Thursday they were still at work.

Amber’s hair was washed and dried and polished with silk before the hair-dresser went to work on it. Pumice-stone removed every trace of fuzz from her arms and legs. She slathered her face and neck a dozen times with French cold-creams and brushed her teeth until her arm ached. She bathed in milk and poured jasmine perfume into the palms of her hands to rub on her legs and arms and body. She spent almost an hour painting her face.

At six o’clock the gown was done and Madame Rouvière proudly held it up at full length for all of them to see. Susanna, who had spent the entire day in the room, jumped and clapped her hands together and ran to kiss the hem. Madame let out such a screech of horror at this sacrilege that Susanna almost fell over backward in alarm.
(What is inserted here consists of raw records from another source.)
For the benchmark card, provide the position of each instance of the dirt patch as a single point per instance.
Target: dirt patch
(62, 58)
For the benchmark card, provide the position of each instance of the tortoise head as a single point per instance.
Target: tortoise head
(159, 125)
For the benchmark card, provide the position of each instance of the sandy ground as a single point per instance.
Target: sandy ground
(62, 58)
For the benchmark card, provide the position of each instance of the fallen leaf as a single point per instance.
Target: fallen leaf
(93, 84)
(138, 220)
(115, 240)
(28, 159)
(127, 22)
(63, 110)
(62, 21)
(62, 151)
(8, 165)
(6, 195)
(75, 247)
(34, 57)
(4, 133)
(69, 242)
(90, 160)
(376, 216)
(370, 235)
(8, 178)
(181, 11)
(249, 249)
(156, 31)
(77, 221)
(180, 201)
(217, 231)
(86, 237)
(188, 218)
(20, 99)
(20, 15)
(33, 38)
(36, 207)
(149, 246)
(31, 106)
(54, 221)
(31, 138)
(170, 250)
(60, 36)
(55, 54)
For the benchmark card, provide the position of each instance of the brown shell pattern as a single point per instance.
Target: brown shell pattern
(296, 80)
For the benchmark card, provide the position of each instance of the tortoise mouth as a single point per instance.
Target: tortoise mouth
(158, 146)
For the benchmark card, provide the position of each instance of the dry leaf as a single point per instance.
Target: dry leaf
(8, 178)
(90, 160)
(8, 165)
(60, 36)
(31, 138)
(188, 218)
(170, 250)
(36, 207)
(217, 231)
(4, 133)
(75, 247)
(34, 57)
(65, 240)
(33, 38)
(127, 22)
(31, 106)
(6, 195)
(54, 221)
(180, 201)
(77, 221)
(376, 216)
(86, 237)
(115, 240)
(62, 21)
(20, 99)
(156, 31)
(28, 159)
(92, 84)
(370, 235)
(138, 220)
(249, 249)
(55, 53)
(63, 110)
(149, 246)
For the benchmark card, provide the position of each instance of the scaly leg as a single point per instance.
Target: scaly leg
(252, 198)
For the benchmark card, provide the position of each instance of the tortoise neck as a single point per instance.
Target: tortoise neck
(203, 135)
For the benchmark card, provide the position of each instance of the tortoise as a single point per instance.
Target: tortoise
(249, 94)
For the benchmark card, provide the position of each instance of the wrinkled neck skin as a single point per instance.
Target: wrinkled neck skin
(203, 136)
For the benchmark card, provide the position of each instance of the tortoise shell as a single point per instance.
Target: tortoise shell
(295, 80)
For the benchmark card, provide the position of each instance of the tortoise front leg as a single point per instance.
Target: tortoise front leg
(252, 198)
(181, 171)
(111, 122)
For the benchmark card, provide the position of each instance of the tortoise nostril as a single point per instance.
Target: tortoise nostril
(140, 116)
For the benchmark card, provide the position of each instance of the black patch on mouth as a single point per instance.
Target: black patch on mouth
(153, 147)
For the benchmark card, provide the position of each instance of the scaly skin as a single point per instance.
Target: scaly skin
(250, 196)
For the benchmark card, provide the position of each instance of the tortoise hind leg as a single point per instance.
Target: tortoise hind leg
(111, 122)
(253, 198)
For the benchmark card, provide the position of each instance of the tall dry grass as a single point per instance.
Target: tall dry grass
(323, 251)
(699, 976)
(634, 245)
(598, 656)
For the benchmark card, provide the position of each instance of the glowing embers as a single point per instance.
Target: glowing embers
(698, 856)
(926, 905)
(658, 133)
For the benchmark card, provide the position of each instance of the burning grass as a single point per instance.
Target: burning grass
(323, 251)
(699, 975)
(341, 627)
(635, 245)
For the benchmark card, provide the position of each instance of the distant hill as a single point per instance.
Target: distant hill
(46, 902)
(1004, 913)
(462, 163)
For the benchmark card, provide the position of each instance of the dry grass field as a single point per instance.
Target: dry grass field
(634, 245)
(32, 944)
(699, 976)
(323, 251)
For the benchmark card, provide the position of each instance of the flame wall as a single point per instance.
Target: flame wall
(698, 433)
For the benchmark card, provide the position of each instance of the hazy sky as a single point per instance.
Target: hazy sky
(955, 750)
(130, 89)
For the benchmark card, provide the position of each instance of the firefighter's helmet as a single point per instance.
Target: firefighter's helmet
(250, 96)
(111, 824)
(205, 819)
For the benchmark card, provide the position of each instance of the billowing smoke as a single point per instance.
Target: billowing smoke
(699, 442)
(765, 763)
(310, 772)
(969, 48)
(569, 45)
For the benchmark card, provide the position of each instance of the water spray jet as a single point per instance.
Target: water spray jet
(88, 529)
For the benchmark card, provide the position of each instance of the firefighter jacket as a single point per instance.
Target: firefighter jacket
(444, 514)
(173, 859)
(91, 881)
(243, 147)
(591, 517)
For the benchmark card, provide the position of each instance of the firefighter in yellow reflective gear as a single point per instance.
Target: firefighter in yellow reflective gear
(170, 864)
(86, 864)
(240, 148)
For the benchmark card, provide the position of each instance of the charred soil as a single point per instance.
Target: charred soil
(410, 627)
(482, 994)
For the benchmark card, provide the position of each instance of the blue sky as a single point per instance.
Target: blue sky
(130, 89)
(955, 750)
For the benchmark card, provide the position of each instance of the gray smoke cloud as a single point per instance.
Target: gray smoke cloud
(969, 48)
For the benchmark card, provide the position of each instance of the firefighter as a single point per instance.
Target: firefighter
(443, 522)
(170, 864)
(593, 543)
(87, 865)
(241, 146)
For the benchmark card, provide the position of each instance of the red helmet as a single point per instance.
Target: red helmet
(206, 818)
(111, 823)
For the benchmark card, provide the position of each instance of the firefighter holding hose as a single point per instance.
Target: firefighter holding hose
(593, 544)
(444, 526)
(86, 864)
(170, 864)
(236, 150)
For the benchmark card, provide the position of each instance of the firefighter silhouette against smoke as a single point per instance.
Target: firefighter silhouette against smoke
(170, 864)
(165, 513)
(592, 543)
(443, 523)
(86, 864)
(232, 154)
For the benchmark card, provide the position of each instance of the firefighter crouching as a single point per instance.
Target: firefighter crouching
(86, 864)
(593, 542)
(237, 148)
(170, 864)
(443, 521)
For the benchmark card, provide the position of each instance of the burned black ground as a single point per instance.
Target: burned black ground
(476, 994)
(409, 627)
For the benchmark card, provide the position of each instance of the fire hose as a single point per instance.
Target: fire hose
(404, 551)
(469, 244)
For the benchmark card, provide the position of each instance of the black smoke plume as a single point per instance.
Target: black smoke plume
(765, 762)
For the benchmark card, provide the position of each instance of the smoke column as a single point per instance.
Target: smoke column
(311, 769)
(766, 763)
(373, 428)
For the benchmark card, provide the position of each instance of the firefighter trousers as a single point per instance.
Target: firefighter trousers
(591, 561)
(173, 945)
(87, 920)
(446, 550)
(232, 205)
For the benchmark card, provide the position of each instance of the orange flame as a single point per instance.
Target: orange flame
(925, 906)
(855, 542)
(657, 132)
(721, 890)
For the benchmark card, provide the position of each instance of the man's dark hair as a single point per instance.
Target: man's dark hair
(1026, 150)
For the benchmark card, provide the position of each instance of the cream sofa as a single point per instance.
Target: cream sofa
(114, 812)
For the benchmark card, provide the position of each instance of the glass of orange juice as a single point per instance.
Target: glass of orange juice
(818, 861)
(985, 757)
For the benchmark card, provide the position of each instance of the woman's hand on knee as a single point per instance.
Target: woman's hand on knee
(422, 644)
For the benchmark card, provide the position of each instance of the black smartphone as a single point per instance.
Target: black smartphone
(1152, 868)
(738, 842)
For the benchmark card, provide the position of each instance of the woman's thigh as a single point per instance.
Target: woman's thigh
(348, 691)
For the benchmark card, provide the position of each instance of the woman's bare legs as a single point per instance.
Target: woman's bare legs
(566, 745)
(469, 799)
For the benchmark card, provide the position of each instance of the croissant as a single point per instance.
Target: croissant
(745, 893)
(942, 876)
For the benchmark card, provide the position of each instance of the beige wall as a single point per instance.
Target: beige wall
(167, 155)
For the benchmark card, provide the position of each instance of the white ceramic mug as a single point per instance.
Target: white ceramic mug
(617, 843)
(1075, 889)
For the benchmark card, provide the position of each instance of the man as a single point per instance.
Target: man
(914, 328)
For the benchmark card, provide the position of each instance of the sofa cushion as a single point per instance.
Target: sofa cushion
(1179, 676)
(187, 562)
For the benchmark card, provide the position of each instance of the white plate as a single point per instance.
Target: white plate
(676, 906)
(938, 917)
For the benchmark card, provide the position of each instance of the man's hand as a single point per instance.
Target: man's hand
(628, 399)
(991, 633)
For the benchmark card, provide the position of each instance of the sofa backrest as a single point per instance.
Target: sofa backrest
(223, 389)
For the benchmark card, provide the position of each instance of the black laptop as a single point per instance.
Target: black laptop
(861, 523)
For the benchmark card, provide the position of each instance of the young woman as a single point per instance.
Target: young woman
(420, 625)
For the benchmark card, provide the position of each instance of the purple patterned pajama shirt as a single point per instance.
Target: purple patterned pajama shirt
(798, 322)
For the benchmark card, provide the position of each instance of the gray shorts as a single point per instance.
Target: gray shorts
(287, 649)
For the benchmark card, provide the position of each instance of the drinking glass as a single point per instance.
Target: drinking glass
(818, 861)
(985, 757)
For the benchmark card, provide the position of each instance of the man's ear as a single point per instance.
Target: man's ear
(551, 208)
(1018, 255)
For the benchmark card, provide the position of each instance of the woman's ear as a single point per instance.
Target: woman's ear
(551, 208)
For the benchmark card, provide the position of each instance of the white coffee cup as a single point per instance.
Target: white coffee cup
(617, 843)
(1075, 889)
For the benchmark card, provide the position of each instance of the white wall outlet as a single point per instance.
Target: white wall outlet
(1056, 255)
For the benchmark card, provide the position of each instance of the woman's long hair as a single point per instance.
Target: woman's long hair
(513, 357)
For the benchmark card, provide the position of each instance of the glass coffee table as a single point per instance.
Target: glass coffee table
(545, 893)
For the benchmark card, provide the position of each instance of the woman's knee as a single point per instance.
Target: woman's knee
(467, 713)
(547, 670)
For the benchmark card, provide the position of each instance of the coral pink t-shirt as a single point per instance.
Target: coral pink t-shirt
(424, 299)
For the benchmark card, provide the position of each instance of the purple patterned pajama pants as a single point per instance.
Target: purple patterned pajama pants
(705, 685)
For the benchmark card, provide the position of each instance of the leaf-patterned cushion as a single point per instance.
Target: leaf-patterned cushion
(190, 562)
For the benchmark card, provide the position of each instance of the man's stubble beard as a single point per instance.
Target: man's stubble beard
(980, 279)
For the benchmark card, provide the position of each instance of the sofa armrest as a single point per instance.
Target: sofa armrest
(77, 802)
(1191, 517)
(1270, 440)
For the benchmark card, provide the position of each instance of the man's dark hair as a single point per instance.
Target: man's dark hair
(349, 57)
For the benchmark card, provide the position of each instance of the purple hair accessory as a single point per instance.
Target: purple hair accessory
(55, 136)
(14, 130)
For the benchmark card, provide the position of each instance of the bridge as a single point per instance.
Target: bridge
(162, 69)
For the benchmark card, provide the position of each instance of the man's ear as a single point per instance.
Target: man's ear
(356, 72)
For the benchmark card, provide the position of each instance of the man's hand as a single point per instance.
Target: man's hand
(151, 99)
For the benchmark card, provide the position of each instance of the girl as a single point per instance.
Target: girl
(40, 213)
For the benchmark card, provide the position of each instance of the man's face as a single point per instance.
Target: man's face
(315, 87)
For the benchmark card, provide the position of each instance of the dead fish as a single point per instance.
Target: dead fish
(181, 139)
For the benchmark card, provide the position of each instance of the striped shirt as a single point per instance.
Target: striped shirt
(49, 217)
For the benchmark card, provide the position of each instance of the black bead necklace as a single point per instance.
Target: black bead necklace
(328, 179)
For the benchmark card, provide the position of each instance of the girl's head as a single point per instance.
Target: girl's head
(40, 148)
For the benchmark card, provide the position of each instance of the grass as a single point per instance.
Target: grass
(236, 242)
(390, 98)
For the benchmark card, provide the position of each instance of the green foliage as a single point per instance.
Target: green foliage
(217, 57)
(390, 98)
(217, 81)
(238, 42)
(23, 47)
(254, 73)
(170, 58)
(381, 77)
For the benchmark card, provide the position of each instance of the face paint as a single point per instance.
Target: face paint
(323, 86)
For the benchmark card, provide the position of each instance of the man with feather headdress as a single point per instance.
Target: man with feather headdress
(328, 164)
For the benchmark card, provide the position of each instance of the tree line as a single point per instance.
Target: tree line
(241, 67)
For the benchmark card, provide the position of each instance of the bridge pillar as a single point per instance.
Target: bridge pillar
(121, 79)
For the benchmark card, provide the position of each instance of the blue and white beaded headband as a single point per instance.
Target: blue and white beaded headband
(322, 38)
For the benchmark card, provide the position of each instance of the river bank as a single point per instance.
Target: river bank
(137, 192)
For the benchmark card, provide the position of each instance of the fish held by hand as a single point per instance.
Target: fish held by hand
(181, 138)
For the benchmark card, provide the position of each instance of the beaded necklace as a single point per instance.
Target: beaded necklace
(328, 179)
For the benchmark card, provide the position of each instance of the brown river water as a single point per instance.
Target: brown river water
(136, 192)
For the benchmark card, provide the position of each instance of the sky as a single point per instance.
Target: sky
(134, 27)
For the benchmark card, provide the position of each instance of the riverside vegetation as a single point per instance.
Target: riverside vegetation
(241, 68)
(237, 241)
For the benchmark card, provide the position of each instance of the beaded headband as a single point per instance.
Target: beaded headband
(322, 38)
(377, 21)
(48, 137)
Amber threw off her dressing-gown and—wearing nothing but black silk stockings held up by diamond-buckled garters and a pair of high-heeled black shoes—she lifted her arms over her head so that they could slide it on. The bodice was a wide-open lace-work of heavy cord sewn with black bugle beads, and it cut down to a deep point. There was a long narrow sheath-like skirt, completely covered with beads, that looked like something black and wet and shiny pouring over her hips and legs and trailing away in back. Sheer black tiffany made great puffed sleeves and an over-skirt which draped up at the sides and floated down over the train like a black mist.

While the others stood staring, babbling, ecstatically “oh-ing,” Amber looked at herself in the mirrored walls with a thrill of triumph. She lifted her ribs and tightened her chest muscles so that her breasts stood out like full pointed globes.

He’ll die when he sees me! she told herself in a delirium of confidence. Corinna could not scare her now.

Madame Rouvière came to adjust her head-dress which was a great arch of black ostrich-feathers sweeping up over her head from a tight little helmet. Someone handed her her gloves and she pulled them on, long black ones clear to her elbows. Against the nakedness of her body, they seemed almost immodest. She carried a black fan and over her shoulders they laid a black velvet cloak, the lining edged in black fox. The stark black against her rich cream-and-honey colouring, something in the expression of her eyes and the curve of her mouth, gave her the look of a diabolical angel—at once pure, beautiful, corrupt and sinister.

Amber turned now from the mirror to face Madame, and their eyes met with the gleaming look of successful conspirators. Madame put her thumb and fingers together and made the gesture of kissing them. She came up to Amber and said with a hiss in her ear: “They’ll never see her at all—that other one!”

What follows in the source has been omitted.